Иногда я задумывался, на что жизнь похожа в последнее время, и каково это “последнее время”, и кто я в нем на самом деле. Я заметил, что не могу точно определить какую-нибудь точку в памяти о жизни, когда все резко изменилось. Были смутные воспоминания о чем-то раннем, как будто из другой жизни, в том числе и о детстве, а лет около шестнадцати – какой-то фрагмент, который нельзя пощупать памятью, то есть воспоминания какие-то были, но выскальзывали из головы, стоило только попытаться их зафиксировать, и постоянно оставались ближе к краю сознания, воспринимаемые не яснее, чем неразличимые образы. А после этого участка – невероятная общая масса жуткой смеси бреда, галлюцинаций, снов и, возможно, реальности, отличающейся от остального не в лучшую сторону и с легкостью могущей оказаться просто другим уровнем безумия. Однако посреди этих радиоактивных инопланетных наркотических джунглей имелись отдельные островки вещей, которые помнил словно бы не я, как будто у меня в голове откуда-то взялись остатки чужих воспоминаний.
Одно из них – как сон. Кто-то, от чьего лица я наблюдаю, идет в темноте по лесу. Вокруг ухают совы, в кустах что-то шипит и шуршит, полная луна над головой освещает тропинку посреди деревьев, от которых отслаивается кора и разлетается в стороны пылью, танцующая в этом мертвенном свете луны. Вдруг я замечаю впереди поляну, полную лесных и полевых цветов, посреди которой кто-то медленно кружится в лунном свете, стоя ко мне спиной. Я осторожно, боясь спугнуть видение, пробираюсь ближе, не выдавая себя ни одним скрипом или треском ветки, и становится понятно, что силуэт женский, и даже в бедном освещении привлекательный. Девушка плавно раскачивается из стороны в сторону, делает полуобороты, но так и не поворачивается лицом, иногда слегка приседает, чтобы сорвать цветок для букета, что держит в правой руке, и как будто тихо напевает какую-то мелодию, и меня даже не удивляет, что мотив кажется очень знакомым. И вот я ступаю на поляну и подхожу к ней, и она, ощутив чье-то присутствие, наконец поворачивается, и мы стоим в метре, завороженно друг на друга, словно попав в какой-то странный луч притяжения, и я замечаю что-то странное внутри – будто тот, кому эти воспоминания принадлежат, вдруг внутренне улыбается и открывается, словно человек, после долгих лет скитаний вернувшийся в свой настоящий дом. Девушка, не отводя колдовских глаз, достает из букета один цветок и протягивает мне – странный цветок, маленький и хрупкий, настолько белый, что светится, с поразительной формы лепестками, не похожий ни на какие прежде виденные мной цветы. Я протягиваю руку вместе с самим сновидцем, и происходит нечто необъяснимое: он словно и берет цветок, и не берет одновременно; восприятие раздваивается, словно разделяется пополам воспринимаемое зрением изображение. На одном краю сознания я, вставив цветок в петлицу невесть откуда взявшегося пиджака, обнимаю девушку за талию, и мы начинаем медленно танцевать посреди поляны уже вдвоем, на другом – девушка роняет цветок, и я падаю вместе с ним куда-то в пропасть, наблюдая вокруг жуткие сцены изощренных и вычурных мучений человеческих. На этом сон заканчивается.

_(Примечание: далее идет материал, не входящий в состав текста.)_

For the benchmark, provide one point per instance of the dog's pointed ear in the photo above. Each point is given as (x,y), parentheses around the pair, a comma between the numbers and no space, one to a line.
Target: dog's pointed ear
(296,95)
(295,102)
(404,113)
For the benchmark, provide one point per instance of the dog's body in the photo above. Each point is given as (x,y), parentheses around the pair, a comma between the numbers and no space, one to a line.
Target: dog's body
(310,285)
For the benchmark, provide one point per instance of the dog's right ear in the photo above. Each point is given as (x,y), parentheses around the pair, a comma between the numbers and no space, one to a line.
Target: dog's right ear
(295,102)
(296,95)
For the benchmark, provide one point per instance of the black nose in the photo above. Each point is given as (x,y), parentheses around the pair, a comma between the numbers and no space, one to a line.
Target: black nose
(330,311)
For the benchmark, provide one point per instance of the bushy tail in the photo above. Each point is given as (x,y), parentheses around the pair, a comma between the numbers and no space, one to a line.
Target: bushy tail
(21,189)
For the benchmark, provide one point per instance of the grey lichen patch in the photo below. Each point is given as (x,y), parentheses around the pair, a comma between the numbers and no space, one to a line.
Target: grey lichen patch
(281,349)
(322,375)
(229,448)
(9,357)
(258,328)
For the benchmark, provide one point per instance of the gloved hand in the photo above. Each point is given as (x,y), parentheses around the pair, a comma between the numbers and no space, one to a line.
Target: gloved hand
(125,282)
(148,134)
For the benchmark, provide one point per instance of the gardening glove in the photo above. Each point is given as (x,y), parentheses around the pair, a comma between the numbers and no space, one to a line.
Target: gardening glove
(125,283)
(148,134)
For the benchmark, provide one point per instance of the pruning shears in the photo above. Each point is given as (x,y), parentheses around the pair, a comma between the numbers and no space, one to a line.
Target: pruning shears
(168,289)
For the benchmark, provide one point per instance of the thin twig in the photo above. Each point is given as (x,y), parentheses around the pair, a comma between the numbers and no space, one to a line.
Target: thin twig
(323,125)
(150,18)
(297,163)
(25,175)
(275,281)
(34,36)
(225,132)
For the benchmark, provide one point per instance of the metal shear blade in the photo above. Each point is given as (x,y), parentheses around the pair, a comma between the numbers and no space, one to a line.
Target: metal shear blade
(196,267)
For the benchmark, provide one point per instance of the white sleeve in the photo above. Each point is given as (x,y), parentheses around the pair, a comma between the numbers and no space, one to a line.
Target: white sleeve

Другое – словно продолжение той части сна, где я низвергся в пропасть: тело владельца воспоминания медленно падает в огромное черное озеро посреди еще одного леса, куда более дремучего и зловещего, и он кричит, и молит кого-то о помощи, и вокруг него в пустоте возникают всполохи огня, в которых виднеются смутные образы людей, тянущих руки к падающему, но ни одна рука не может коснуться его, и в итоге мы вместе обрушиваемся на ровную гладь воды. Когда удается выбраться на берег, я оборачиваюсь и вижу, что поднятые нашим падением волны увеличиваются и надвигаются на берега озера, и я бегу прочь, почему-то ощущая себя шаром какого-то цельного концентрированного страшного чувства, несущимся неведомо куда на невероятной скорости, но вот мой путь преграждает другой несущийся куда-то шар, и голова взрывается нечеловеческой болью, и тут же, сразу меня накрывает вода озера, и последнее, что я могу запомнить – поднимающееся изнутри ощущение полной свободы, растущее в воображении нечто, во что я верю с каждым мигом все сильнее, полностью и всецело отдаваясь этому воображаемому месту, словно перетекая телом и сознанием туда. А затем вокруг меня схлопываются тишина и пустота.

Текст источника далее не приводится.